Por su parte, el diputado provincial de Promoción Cerámica, Vicente Pallarés, ha reivindicado el componente humano que existe detrás de cada avance tecnológico. «Detrás de cada una de ellas hubo una persona que decidió intentarlo, que no se conformó con lo que ya existía», ha señalado en referencia a las ideas que han acabado convirtiéndose en innovaciones premiadas.
La delegada del Consell en Castellón, Susana Fabregat, ha resaltado el conocimiento acumulado en el clúster como uno de los factores que han convertido a la industria provincial en una de las más competitivas a escala internacional, mientras que la alcaldesa de Castelló, Begoña Carrasco, ha incidido en la voluntad municipal de continuar promocionando el empleo de la cerámica en los proyectos y obras emblemáticas de la ciudad.

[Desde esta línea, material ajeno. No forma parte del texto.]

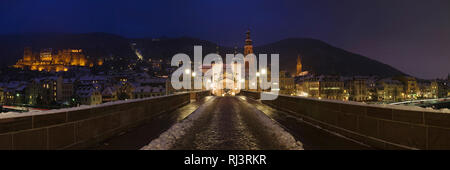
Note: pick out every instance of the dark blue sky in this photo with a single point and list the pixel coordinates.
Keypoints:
(411, 35)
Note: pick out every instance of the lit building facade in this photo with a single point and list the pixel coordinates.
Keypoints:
(50, 60)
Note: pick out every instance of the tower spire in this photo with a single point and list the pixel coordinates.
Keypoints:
(248, 48)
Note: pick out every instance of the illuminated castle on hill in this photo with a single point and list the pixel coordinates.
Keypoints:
(50, 60)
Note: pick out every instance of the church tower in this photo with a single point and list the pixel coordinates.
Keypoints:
(299, 65)
(248, 48)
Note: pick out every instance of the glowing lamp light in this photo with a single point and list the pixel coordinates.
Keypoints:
(263, 71)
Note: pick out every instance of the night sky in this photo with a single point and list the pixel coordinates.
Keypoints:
(411, 35)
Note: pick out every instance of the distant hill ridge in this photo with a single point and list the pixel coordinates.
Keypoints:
(317, 56)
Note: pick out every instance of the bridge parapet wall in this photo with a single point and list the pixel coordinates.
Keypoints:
(380, 126)
(197, 95)
(81, 127)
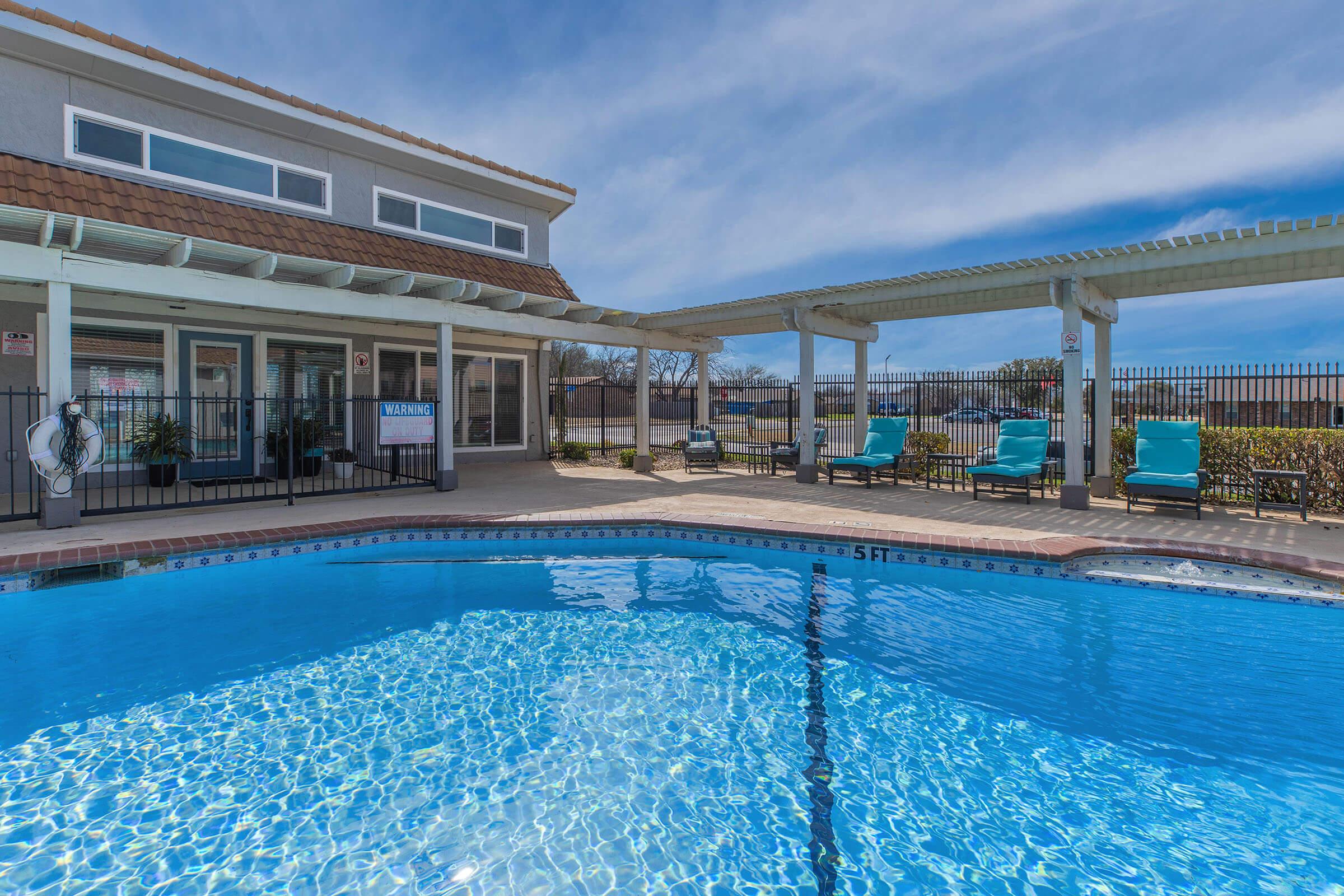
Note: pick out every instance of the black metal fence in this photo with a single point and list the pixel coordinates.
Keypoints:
(242, 449)
(965, 405)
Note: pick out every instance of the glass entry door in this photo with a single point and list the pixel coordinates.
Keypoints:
(217, 371)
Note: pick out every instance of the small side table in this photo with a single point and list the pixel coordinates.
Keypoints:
(953, 463)
(758, 456)
(1298, 476)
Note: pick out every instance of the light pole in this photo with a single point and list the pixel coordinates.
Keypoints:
(886, 385)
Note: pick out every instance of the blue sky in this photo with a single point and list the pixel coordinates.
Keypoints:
(724, 151)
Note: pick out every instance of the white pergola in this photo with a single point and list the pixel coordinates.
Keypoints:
(148, 270)
(1084, 285)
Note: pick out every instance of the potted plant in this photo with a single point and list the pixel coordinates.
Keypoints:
(343, 463)
(307, 444)
(160, 442)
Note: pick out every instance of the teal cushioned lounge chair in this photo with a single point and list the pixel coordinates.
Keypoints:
(884, 452)
(1019, 459)
(1166, 465)
(702, 448)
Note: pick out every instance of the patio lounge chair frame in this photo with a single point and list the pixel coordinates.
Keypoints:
(1011, 433)
(790, 460)
(872, 446)
(1173, 497)
(703, 454)
(866, 474)
(1171, 448)
(996, 480)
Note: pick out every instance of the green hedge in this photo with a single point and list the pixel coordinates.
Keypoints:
(1230, 454)
(925, 444)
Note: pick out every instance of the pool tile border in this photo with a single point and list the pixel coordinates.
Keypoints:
(1045, 558)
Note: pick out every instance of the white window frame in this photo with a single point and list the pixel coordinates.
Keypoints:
(169, 359)
(438, 238)
(467, 352)
(146, 171)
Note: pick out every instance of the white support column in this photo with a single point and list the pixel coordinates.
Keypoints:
(1104, 484)
(807, 470)
(57, 511)
(861, 395)
(702, 389)
(543, 395)
(1073, 494)
(445, 480)
(643, 463)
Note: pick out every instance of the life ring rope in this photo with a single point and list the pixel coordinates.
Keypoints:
(54, 459)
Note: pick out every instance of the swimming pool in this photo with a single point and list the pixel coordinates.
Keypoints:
(654, 715)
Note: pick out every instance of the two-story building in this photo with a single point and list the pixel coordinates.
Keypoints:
(178, 240)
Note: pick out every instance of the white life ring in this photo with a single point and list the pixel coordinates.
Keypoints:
(45, 450)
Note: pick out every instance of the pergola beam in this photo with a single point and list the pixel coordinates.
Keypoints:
(444, 292)
(398, 285)
(260, 268)
(30, 264)
(553, 308)
(505, 302)
(178, 255)
(584, 315)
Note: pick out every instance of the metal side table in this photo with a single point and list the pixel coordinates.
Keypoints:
(955, 463)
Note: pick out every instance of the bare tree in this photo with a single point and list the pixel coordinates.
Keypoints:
(616, 365)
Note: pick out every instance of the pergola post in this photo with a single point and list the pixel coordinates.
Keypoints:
(543, 395)
(861, 394)
(702, 389)
(57, 511)
(643, 461)
(1073, 494)
(807, 469)
(1104, 484)
(445, 477)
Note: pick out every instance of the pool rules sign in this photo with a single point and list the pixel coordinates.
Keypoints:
(405, 422)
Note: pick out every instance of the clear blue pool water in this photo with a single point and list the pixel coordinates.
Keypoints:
(378, 722)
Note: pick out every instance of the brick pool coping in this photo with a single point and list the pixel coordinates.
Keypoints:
(1046, 550)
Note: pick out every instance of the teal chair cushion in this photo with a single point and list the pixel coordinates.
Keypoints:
(1005, 469)
(1022, 444)
(1168, 448)
(1175, 480)
(886, 437)
(870, 461)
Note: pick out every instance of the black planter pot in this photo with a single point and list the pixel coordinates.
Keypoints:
(162, 474)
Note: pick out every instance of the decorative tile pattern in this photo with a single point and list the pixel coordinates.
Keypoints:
(1135, 562)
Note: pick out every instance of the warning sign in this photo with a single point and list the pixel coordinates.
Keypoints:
(18, 343)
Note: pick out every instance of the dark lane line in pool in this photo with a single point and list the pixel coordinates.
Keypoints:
(620, 559)
(822, 848)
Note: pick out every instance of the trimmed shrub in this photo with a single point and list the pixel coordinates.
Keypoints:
(1230, 454)
(575, 452)
(925, 444)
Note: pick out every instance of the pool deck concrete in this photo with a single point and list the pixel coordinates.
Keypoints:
(543, 488)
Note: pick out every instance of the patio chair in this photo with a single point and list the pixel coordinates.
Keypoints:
(1167, 465)
(1019, 460)
(787, 453)
(702, 448)
(884, 452)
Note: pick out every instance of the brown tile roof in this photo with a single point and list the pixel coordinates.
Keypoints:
(270, 93)
(38, 184)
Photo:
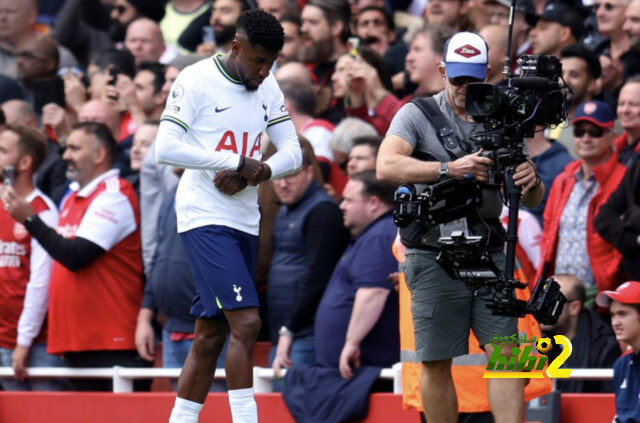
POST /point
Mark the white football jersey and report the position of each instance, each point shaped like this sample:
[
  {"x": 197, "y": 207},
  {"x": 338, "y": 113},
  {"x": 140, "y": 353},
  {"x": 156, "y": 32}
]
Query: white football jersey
[{"x": 220, "y": 115}]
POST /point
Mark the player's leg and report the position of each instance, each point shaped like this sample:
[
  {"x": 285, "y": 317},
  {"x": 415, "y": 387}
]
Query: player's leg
[
  {"x": 199, "y": 367},
  {"x": 245, "y": 325},
  {"x": 240, "y": 304},
  {"x": 207, "y": 248}
]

El presidente de la Sociedad Española de Cerámica y Vidrio, Miguel Galindo, ha sintetizado la evolución que reflejan los galardones durante sus cinco décadas de existencia. La cerámica, ha destacado, se ha transformado en «un sector altamente tecnificado» y los Alfa de Oro «han sido testigos de ese camino».
La edición de este jueves representa precisamente un cambio de escenario acorde con esa evolución. Durante décadas, la entrega estuvo vinculada a Cevisama y Feria Valencia. Ahora, los premios emprenden un recorrido independiente y sitúan su sede en Castellón, reforzando su conexión directa con el ecosistema industrial, tecnológico y científico del clúster.